Welcom to our FPFR project! This project includes a simplified version of our program demonstrating how our approach generates a light field based on the sparsely sampled views. We strongly recommand that the readers follow the instructions below to synthesize a light field by yourself. The code source will be available soon.

Check environment

Our project is implemented in Python with the deep learning framework tensorflow (version 1.13.1)
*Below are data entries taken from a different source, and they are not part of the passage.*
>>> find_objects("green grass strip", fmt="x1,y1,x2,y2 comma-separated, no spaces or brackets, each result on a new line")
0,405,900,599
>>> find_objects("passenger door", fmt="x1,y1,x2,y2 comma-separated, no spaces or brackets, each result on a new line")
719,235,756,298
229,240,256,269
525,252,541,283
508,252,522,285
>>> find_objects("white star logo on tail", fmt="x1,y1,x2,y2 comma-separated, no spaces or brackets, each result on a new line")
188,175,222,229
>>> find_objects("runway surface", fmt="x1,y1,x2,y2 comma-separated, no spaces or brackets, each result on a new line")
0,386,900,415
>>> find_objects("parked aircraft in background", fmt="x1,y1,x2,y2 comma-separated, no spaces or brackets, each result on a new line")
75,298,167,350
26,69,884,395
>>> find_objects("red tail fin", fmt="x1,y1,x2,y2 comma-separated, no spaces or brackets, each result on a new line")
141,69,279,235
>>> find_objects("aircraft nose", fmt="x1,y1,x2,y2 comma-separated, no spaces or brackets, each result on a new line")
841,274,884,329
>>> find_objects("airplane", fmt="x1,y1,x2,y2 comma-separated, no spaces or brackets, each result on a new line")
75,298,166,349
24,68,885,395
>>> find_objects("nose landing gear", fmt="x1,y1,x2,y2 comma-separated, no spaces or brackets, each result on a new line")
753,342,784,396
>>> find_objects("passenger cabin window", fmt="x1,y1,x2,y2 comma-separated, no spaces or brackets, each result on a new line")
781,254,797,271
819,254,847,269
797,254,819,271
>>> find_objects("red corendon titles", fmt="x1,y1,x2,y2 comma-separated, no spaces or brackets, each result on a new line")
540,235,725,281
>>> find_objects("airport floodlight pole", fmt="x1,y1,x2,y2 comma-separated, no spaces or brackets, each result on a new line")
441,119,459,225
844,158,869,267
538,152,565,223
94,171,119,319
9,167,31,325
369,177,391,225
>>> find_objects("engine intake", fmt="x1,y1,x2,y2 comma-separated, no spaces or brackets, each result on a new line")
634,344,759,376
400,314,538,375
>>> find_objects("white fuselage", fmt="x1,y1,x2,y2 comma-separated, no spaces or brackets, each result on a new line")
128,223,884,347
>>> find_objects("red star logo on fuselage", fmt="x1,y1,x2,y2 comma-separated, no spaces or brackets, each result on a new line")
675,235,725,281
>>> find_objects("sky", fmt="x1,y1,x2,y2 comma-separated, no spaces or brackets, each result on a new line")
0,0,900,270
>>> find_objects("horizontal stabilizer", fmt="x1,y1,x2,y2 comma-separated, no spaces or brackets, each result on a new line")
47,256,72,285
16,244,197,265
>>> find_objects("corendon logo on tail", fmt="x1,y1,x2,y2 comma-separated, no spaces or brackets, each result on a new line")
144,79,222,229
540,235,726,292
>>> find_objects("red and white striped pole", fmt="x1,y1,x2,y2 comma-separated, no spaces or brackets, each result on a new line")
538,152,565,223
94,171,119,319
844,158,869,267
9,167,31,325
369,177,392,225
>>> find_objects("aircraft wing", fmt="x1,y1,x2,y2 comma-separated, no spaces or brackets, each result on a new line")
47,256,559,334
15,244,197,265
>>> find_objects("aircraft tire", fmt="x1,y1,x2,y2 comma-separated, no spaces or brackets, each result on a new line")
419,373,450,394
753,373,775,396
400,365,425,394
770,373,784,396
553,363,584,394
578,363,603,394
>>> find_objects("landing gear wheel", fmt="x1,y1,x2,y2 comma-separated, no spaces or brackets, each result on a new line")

Before launching the demo code, please make sure that the following packages are correctly installed.
Check list: tensorflow,numpy,matplotlib

Launch demo

We offered several light field scenes to test our demo code, running the run_demo.sh script to launch our demo. The command in run_demo.sh is:
python demo.py --scene_name=stilllife --mode=FPFR* --data_type=synthetic --angular_resolution=7 --inter_extra=inter

  • scene_name is the name of light field scene.
  • mode offers two mode, FPFR refers to a simple prediction, and FPFR* refers to the average of several predictions (more details in our paper).
  • data_type indicates the type of light field data (synthetic or lytro).
  • inter_extra indicates a demo for view interpolation or extrapolation (inter or extra).
  • angular_resolution is the angular resolution of the generated light field, in the inter mode, angular resolution should be an integer greater or equal to 3; in the extra mode, angular resolution should be an odd integer greater than 3.

Other informations

We offered several test scenes in the folder scenes, if you successfully launched our program, bravo! The synthesized light field can be found in the folder results.
Thank you for your attention, we sincerely hope you enjoy our project.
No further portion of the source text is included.